Love changes everything ... still
In the wake of the election, how are your friendships faring?
If you’re anything like the people I’ve spoken to in the last week, your answer is, “Not very well.”
My Facebook friends, in particular, are struggling with bruised feelings over offensive jabs made online between people of opposing parties. Two women are not sure they will continue their relationship after the wounds caused by their heated wall-to-wall debates. Another of my friends wrote a long apology on her wall, admitting she had become so wrapped up in promoting her politics that she felt she had been unkind and impatient with those who disagreed with her.
The election draws out what is normally hidden behind propriety and good manners. It is as though, as long as we are arguing about politics, ugliness and below-the-belt hits are expected … and therefore excusable.
There’s a truck that drives around our town that is plastered with graffiti admonishing passersby to “Fear,” “Love Jesus,” “Obey,” and “Repent now!” along with a smattering of Scripture references.
We laugh at the ludicrousness of such an approach to reaching the lost, but there we go, driving around “Repent now!” trucks of our own, cruising around town (and Facebook) honking our horns to draw attention to our message and wonder why, for all our efforts, all we really succeed at is driving people away.

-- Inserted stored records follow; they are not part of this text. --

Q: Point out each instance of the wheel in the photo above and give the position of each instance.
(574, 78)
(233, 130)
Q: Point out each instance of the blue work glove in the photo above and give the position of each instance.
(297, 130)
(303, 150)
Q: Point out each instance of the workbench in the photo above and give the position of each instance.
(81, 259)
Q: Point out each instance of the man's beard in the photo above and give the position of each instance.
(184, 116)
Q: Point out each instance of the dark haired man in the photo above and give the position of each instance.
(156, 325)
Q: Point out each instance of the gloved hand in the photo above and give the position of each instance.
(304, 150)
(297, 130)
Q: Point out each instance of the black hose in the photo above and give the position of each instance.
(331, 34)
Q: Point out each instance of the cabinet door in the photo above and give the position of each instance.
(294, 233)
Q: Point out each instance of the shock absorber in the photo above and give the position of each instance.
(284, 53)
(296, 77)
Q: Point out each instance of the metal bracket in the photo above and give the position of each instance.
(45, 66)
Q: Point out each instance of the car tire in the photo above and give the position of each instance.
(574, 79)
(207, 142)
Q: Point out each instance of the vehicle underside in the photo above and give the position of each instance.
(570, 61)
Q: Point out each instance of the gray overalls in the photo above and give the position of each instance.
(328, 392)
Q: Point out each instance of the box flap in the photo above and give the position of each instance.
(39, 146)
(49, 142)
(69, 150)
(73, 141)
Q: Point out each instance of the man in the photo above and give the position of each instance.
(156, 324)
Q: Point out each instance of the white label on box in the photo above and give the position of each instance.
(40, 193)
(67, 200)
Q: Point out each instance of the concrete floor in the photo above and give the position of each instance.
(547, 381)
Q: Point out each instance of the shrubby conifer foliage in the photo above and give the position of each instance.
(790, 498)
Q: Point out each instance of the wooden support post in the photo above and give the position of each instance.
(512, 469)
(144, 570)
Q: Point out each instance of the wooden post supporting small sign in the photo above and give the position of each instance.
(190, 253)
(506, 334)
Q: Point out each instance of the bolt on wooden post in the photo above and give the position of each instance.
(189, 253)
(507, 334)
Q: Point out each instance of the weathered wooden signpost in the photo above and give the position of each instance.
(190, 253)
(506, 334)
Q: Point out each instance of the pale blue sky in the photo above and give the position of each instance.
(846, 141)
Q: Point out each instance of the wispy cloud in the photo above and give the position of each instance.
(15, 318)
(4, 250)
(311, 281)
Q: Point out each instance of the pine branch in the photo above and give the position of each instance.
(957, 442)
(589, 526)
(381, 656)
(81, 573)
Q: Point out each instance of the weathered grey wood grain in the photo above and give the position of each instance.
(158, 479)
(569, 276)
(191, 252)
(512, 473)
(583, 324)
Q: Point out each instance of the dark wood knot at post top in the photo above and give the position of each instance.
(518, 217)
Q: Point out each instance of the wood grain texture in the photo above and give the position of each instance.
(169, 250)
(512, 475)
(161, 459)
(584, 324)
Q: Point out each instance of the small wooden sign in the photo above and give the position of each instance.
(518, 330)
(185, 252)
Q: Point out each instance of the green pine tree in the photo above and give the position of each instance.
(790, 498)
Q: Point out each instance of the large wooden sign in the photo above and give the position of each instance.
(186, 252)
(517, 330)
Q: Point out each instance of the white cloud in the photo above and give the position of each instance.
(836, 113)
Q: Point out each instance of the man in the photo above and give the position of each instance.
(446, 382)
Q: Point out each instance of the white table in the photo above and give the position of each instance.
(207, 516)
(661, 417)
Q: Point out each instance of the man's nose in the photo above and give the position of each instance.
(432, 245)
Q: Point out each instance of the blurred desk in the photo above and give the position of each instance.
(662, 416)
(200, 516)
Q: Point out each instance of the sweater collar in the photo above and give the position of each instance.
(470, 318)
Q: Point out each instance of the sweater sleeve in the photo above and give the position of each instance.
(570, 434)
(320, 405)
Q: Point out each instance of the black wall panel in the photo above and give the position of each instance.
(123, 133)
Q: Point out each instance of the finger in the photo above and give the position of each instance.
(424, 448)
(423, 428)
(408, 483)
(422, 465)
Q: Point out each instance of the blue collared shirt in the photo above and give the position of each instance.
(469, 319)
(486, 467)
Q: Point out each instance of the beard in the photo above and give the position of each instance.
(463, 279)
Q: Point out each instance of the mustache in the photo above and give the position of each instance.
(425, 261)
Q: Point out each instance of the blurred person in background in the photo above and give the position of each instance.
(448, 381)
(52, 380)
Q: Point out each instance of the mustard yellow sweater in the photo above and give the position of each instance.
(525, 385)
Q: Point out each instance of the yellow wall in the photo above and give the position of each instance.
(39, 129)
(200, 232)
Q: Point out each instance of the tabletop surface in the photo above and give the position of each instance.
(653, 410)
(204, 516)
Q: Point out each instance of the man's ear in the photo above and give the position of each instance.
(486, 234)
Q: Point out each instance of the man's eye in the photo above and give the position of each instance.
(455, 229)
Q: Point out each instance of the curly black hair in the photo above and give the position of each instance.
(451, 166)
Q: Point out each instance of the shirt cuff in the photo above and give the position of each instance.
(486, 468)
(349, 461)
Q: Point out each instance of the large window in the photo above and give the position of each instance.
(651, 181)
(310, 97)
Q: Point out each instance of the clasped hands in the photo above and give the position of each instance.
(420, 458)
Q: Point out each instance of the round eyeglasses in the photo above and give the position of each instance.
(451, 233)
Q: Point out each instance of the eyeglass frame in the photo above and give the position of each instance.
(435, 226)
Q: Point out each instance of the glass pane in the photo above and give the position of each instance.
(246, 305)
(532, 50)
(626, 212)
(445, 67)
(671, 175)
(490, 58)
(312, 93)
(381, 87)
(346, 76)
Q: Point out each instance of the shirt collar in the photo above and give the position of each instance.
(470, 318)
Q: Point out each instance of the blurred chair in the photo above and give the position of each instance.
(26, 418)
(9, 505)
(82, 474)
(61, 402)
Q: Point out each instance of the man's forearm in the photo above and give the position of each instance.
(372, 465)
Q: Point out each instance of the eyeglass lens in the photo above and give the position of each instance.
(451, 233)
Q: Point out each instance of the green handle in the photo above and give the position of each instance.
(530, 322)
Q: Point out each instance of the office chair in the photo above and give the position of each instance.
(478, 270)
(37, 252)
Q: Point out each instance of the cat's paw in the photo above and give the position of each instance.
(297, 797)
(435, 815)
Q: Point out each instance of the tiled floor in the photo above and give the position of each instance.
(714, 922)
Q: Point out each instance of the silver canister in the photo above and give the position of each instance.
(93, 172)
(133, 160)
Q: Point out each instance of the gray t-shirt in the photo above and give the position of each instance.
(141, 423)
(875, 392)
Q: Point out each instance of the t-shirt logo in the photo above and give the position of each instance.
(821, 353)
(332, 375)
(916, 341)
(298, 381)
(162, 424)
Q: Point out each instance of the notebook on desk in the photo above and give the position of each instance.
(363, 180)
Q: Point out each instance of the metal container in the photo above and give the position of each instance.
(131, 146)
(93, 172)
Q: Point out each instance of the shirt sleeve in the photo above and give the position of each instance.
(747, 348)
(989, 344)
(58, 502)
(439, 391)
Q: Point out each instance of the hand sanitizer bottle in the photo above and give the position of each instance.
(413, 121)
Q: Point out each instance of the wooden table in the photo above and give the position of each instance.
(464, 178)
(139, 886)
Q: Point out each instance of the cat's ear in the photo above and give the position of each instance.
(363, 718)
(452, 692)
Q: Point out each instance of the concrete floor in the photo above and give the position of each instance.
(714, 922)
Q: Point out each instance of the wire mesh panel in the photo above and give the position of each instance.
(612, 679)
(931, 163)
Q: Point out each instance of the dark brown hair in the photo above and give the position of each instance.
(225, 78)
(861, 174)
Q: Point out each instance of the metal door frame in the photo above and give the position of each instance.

The cry to repent, when divorced from genuine love for a person, is nothing more than pharisaical finger-pointing couched as “concern.” If it accomplishes anything, it is only to further embed the opposing party in their beliefs. What part of us being condescending jerks that ridicule anyone we disagree with would make anyone want to be like us, much less move into our camp?
What changes people’s hearts are not protracted debates, “helpful” suggestions for books to read or blogs to check out (so that our opponent can become “enlightened” like we are, supposedly), heated arguments on Facebook, or pick-up trucks covered with spray-painted cries for repentance.
What changes hearts is love. Hearts are melted when we humbly admit we don’t have all the answers. When we value our friendships enough to respectfully give each other the freedom to disagree. When we trust that God will work in every person’s (including our own) life in His timing and in His way and give our fellow stragglers grace in the meantime.
It doesn’t matter how “right,” how smart, how well-informed, how articulate, how researched, how historically accurate, or how zealous we are. Without love, we are clanging gongs and sounding cymbals. And just as effective.